Eso me da rabia. No quiero que hablen de mí como si fuese el bicho raro de la casa. No me apetece que sepan nada que yo no haya querido contarles. ¿Por qué los padres se creen con el derecho de airear los secretos de sus hijos como si no tuvieran ninguna importancia? ¿Acaso no se dan cuenta de lo mucho que nos hieren haciéndolo?

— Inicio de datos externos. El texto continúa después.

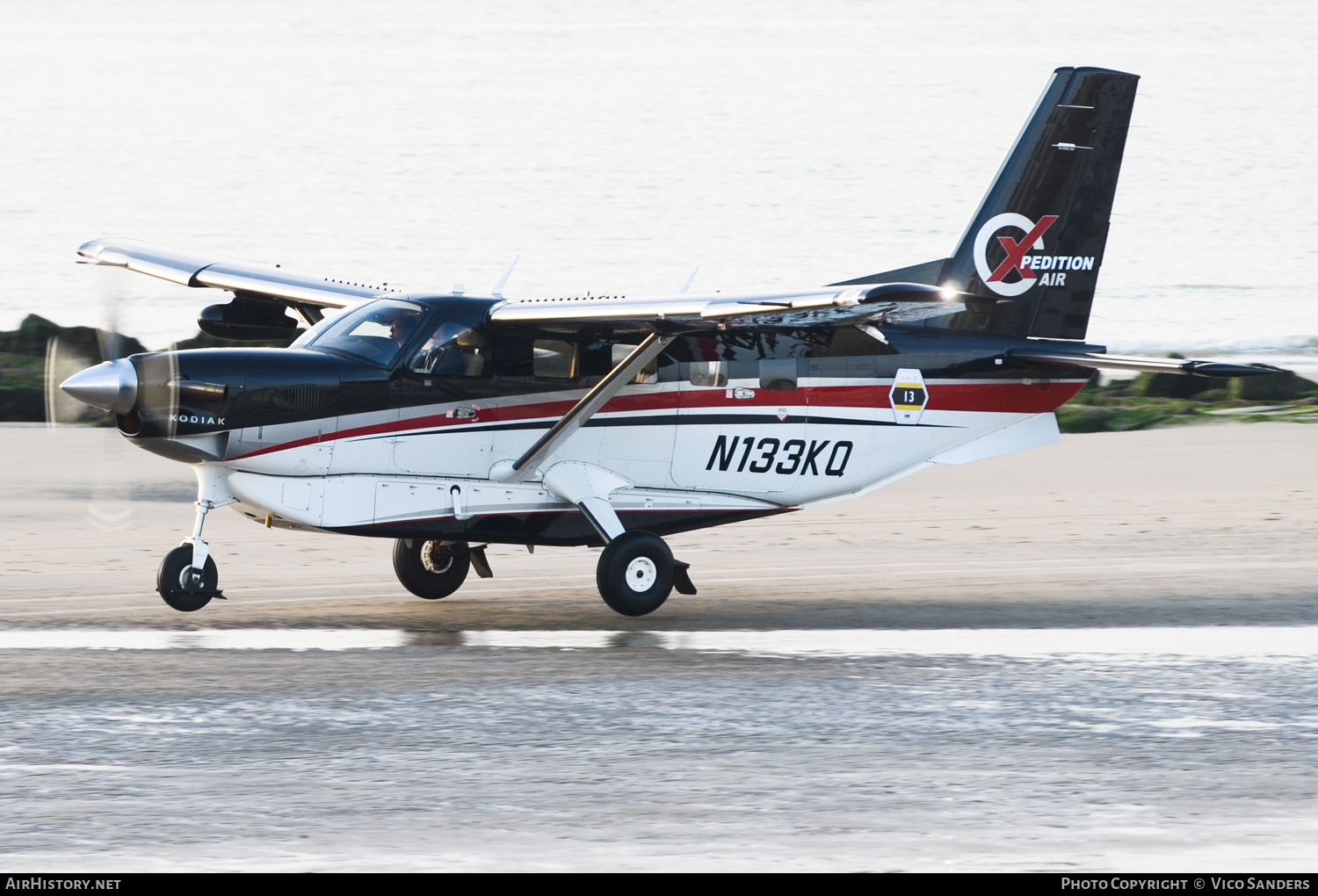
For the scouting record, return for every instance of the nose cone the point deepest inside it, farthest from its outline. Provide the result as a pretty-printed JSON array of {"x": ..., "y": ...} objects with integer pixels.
[{"x": 111, "y": 387}]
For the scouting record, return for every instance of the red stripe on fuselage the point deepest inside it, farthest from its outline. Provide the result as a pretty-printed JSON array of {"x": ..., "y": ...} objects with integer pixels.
[{"x": 991, "y": 397}]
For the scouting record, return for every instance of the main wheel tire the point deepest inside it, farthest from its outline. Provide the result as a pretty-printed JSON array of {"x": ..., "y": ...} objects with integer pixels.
[
  {"x": 431, "y": 569},
  {"x": 635, "y": 574},
  {"x": 177, "y": 584}
]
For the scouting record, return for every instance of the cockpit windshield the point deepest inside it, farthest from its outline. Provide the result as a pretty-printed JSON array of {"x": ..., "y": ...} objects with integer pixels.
[{"x": 376, "y": 332}]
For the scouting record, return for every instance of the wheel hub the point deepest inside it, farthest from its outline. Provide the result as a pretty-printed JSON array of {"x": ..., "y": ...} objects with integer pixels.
[
  {"x": 642, "y": 574},
  {"x": 437, "y": 558}
]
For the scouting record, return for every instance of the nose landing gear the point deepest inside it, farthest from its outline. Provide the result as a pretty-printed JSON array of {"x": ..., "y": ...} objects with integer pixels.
[
  {"x": 187, "y": 577},
  {"x": 185, "y": 587}
]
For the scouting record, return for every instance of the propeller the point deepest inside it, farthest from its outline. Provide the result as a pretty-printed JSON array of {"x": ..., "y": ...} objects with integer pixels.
[{"x": 111, "y": 502}]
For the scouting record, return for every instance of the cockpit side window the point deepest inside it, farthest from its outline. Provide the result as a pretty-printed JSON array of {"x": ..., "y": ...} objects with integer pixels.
[
  {"x": 453, "y": 350},
  {"x": 377, "y": 331}
]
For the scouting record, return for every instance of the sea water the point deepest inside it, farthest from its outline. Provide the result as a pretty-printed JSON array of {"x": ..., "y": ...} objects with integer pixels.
[{"x": 616, "y": 147}]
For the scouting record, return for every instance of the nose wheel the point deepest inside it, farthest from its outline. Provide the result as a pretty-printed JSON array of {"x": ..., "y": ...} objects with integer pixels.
[
  {"x": 182, "y": 585},
  {"x": 431, "y": 569}
]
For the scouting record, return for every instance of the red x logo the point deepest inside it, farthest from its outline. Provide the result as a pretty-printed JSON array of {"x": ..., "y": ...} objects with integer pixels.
[{"x": 1017, "y": 250}]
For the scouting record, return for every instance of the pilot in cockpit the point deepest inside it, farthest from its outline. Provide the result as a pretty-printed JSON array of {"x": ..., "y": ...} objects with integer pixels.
[
  {"x": 402, "y": 327},
  {"x": 453, "y": 350}
]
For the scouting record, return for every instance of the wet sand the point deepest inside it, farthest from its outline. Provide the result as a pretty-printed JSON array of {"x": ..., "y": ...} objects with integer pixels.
[
  {"x": 1188, "y": 526},
  {"x": 1049, "y": 740}
]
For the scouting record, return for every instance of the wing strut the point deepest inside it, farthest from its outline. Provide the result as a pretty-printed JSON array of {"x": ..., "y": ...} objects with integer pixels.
[{"x": 612, "y": 384}]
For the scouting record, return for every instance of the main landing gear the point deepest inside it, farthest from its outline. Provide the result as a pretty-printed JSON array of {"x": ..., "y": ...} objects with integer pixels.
[
  {"x": 635, "y": 574},
  {"x": 431, "y": 569}
]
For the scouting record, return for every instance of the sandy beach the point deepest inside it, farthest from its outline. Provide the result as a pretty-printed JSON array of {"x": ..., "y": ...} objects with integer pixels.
[{"x": 1181, "y": 526}]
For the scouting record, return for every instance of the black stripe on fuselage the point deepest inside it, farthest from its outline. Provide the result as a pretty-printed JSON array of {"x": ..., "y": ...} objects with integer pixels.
[{"x": 667, "y": 419}]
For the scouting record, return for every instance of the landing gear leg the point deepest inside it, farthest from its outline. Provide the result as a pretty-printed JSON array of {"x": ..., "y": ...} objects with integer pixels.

—Tú y yo no seremos hermanos —le digo.

—Entiendo que no quieras que lo seamos.

Esto me sorprende viniendo de él, que parece apoyar a muerte la relación de mi madre y su padre. Me aferro a la esperanza de que quizá en él encuentre un aliado y podamos hacer ver a nuestros respectivos padres que no están hechos para compartir la vida. Entonces ellos se quedarán tan felices en París y mamá y yo volveremos a nuestra anterior rutina en Lyon.

—¿Sí? ¿Lo entiendes?

—Claro. Sería todo mucho más difícil de lo que creemos. —Hace una pausa. Se tumba bocabajo y me observa bastante serio—. Imagínate lo que sería vivir todos juntos en la misma casa.

No me lo quiero imaginar, la verdad.

—Tendríamos que compartir el baño todos los días, dormir pared con pared, Dios sabe durante cuántos años, encontrarnos desnudos de vez en cuando… No sería fácil que te resistieras a mí.

Por supuesto, me estaba tomando el pelo. Se echa a reír tan fuerte que algunos pájaros salen de entre los árboles, igual que yo intento recorrer el camino de vuelta para alejarme de él. No me puedo creer que haya sido tan insensible con un tema que me molesta tanto. La empatía no es lo suyo, desde luego; conmigo, por lo menos, no lo demuestra.

Me alcanza a los pocos pasos. Me coge de la muñeca y tira de mí en su dirección.

—¿Por qué siempre te enfadas? Solo era una broma.

—Pues deja de hacer bromas con el tema de nuestros padres y con el supuesto deseo que siento por ti. No me gustas. No eres mi tipo. Solo eres un chico del montón con aires de superioridad que intenta camelar a todas las chicas para sentirse mejor consigo mismo.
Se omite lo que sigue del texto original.